Bien sûr, s'arrêtant à cette seule hypothèse du municipalisme biorégional, on sait par avance qu'il s'attirera les foudres ou le mépris des militants de la seule cause qui vaille : celle de la Théorie, de la Révolution, de l'Émancipation et autres concepts à majuscule. Là n'est évidemment pas notre intention. Ce qui caractérise cette basse époque, c'est à la fois un profond sentiment d'impuissance devant le réel accablant des ravages que produit le monde capitalisé et la conviction que, partout, déjà, prolifèrent des formes multiples de résistance portées par un même refus antiautoritaire du vieil avant-gardisme. C'est cela même qui nous fait penser que Deneault, qui se situe dans ce camp, ait cru devoir céder, par obligation propositionnelle et en s'y forçant un peu, à cette perspective du municipalisme biorégional qui agite déjà nombre de têtes alternatives et qui, de surcroît, opère déjà dans le vécu de nombre de résistances à la marche forcée destructrice du Marché conquérant et ravageur.

« L'anarchisme, écrit-il en presque conclusion d'ouvrage, ne saurait désigner quoi que ce soit d'autre que le clin d'œil d'une panne institutionnelle, le moment événementiel d'où sourd une organisation nouvelle. Un événement politique est l'art de défaire les liens convenus – temps d'anarchie – pour les recomposer. » C'est dans ce cadre que la biorégion, comme il l'entend, se présente comme une « forme d'organisation » que « le plus grand nombre devra imposer pour faire valoir des principes éminents et impérieux en ces temps de débâcle politique et idéologique.
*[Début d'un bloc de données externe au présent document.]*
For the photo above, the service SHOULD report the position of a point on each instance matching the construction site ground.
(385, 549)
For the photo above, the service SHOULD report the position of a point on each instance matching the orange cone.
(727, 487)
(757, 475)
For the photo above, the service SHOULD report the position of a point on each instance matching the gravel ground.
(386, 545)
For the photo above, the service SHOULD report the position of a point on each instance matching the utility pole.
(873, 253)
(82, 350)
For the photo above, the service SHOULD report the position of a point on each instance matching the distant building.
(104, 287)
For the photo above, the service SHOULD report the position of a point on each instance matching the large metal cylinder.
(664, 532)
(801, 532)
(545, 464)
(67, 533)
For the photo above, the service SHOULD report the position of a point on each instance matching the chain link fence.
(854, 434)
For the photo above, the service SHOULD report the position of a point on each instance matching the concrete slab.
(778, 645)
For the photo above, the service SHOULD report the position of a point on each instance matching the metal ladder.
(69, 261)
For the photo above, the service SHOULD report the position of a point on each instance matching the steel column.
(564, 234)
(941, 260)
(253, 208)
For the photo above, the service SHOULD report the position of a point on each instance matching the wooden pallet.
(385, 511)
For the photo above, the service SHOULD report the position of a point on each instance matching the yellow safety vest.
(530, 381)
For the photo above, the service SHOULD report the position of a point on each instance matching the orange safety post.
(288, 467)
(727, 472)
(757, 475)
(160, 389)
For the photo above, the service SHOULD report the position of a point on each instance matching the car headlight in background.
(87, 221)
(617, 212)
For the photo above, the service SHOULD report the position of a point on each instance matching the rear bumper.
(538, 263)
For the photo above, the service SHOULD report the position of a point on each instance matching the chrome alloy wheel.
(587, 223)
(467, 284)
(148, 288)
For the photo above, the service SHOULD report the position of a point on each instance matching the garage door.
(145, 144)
Dans un temps événementiel qui sera celui de la politique active ». Forme d'organisation donc, mais aussi « objet de désir » d'un après enfin désirable.

Cette part d'utopie réalisable que cultive Alain Deneault rend la lecture de ce livre nécessaire. Parce qu'il terrasse quelques idées reçues et autant de mensonges colportés. Parce qu'il ouvre des pistes argumentaires et méthodologiques pour penser ce monde en le transformant radicalement et parce que, un peu à la manière de Bernard Friot et de son « déjà-là » communiste, il sait faire lien entre l'hier, l'aujourd'hui et le demain dans une perspective toujours renouvelée d'émancipation et de solidarité humaines.

Freddy GOMEZ


[1] Éléments fournis, photos à l'appui, par le site de ladite université de Moncton.